Property identifiers

Modern property names are upper case only. In ancient game records one meets "Black[jj]" instead of "B[jj]", and "REsult[B+3]" instead of "RE[B+3]", and "SiZe[19]" instead of "SZ[19]", and "CoPyright[...]" instead of "CP[...]". Software handling SGF must be able to accept lower case letters in property names (and ignore them). Similarly, one meets "RE[B+Resign]", "RE[B+Time]", "RE[B+Forfeit]" instead of "RE[B+R]", "RE[B+T]", "RE[B+F]".

Usually, the first symbol of a property identifier is upper case, but one meets "GaMe[1]goWriteVersion[1.4e]".

There have been times that a property name had at most two upper case letters. Modern software accepts property names of arbitrary length. Property names like KGSDE, KGSSB, KGSSW and MULTIGOGM are common.

Escapes

The above grammar only gives special status to the "]" symbol, and no other symbols need escaping than this, and a "\" that is not meant to be an escape. Earlier grammars also made the colon ":" special, and one meets escaped colons, and escaped multibyte characters of which the first byte is '\' or ']' or ':'. Such escapes can be ignored.

Individual properties

AP
In the FF[4] standard this has syntax "simpletext ':' simpletext", where the idea is that the colon separates program name and version. In practice one sees e.g. GoGoD95 and Free Climber 0 . 8 . 11 . 61 without colon.
B, W
Since ss is the lower right hand corner of a 19x19 board, tt was used to denote a pass. But larger boards are sometimes used, and a pass should now be written B[] or W[].
CA
In FF[4] the default character set was ISO-8859-1 aka Latin-1. Today this is unreasonable, and UTF-8 is the new default. On the one hand because there is no reason to expect Western Europe to be the main producer of SGF files. On the other hand, because ASCII and UTF-8 can be recognized with high confidence, while ISO-8859-1 cannot easily be recognized.
CR
It is common for display programs to indicate the last move in some way, e.g. with a circle. Sometimes a game record is redundantly marked up with lots of CR[]s, since each move was the last one when it was played. Of course such last-move circles need not be indicated in the game record.
PL
The color of the player to move is indicated by B or W, sometimes Black or White. In older files one also sees PL[1] and PL[2] instead of PL[B] and PL[W]. (This is according to the alphabetical list in the FF[3] standard.)
RE
In the FF[4] standard the result Jigo is represented as RE[0]. In practice one finds collections where the result is missing for all games with Jigo result. Writing RE[Jigo] is more robust.
TM
In the FF[4] standard the parameter is a real. In practice this is inconvenient, and one encounters TM[5400] and TM[300] where TM[15h] and TM[5h] was meant. Using units leads to fewer errors.

Obsolete properties

In the FF[4] and earlier standards several properties are described that are omitted here. Nothing is wrong with properties outside the present text, except that they are not standardized here, and their function will depend on the software used.

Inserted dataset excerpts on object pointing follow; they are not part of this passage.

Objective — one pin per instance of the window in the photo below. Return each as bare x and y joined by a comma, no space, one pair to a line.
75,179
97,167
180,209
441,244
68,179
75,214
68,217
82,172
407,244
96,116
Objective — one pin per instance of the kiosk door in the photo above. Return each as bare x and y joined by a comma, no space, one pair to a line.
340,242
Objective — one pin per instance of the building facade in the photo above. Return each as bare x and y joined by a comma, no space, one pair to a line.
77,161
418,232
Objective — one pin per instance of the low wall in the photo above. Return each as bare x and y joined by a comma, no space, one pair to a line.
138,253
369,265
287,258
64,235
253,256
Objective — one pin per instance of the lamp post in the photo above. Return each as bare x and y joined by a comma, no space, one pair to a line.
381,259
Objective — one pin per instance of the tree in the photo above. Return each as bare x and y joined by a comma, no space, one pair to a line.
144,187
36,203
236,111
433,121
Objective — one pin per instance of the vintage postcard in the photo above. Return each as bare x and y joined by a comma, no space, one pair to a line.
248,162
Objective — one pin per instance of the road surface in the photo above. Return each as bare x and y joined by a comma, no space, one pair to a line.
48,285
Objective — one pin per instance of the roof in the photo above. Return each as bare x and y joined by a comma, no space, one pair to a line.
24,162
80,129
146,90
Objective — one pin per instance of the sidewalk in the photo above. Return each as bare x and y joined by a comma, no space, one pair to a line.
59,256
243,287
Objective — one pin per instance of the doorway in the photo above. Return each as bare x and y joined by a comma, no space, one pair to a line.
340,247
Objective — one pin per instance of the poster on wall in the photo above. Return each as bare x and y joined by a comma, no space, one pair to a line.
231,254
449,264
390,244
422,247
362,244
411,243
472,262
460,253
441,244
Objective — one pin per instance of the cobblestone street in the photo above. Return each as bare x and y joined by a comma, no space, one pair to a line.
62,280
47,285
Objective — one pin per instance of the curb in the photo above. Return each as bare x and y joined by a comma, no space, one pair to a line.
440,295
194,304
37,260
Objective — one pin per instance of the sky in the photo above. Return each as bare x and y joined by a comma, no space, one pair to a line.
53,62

Examples are AR (Arrow), BM (Bad move), BS (Black Species), CH (Check mark), DD (Dim points), DG (Diagram), DI (Difficulty of a problem), DM (even position), DO (Doubtful move), EL (Eval. comp move), EX (Expected move), FG (Figure), GB (Good for Black), GW (Good for White), HO (Hotspot), KO (illegal move), ID (Game identifier), IL (Illegal move), IT (Interesting move), L (Letter), LN (Line), LT (Loss on Time is enforced), M (Mark), OM (Moves per overtime), ON (Opening Name), OP(Overtime period), OV (Operator overhead), PM (Print move mode), RG (Region), SC (Secure stones), SE (Self test), SI (positions marked with a Sigma), ST (Style), TC (Territory Count), TE (Tesuji), UC (Unclear position), V (Value), WS (White Species).

General remarks

Coordinates

The default SGF coordinates have origin upper-left and rows and columns labeled a..s (on a 19x19 board). The standard coordinates used in the West have origin bottom-left, with rows numbered 1..19, and columns A..T where the I is skipped. It is easy to extend software to understand both systems of coordinates.

Time properties

At the end of the game, one wishes to write how much time the game took. Nowadays that often takes the form of a comment: C[Time used: B: 9h59m, W: 4h58m]. Sometimes TM is misused here. One might consider adding a property TU ("Time used").

Overtime has many forms. Canadian byo-yomi gives each player an indefinite number of byo-yomi periods in each of which a fixed number of moves has to be played. For Canadian byo-yomi, the OT description should mention (i) that Canadian byo-yomi is used, (ii) the length of each period, (iii) the number of moves/period. For example: OT[30 moves / 10m]. After each move one can give OB and BL or OW and WL to indicate the number of moves still to make, and the time available for that. After the last move in a period, with t seconds left, it is better to give OB[0]BL[t] than to give say OB[30]BL[600] (in case of 30 moves in a 10-minute period), since the latter does not provide new information, and the former enables one to see how much time was spent on this move.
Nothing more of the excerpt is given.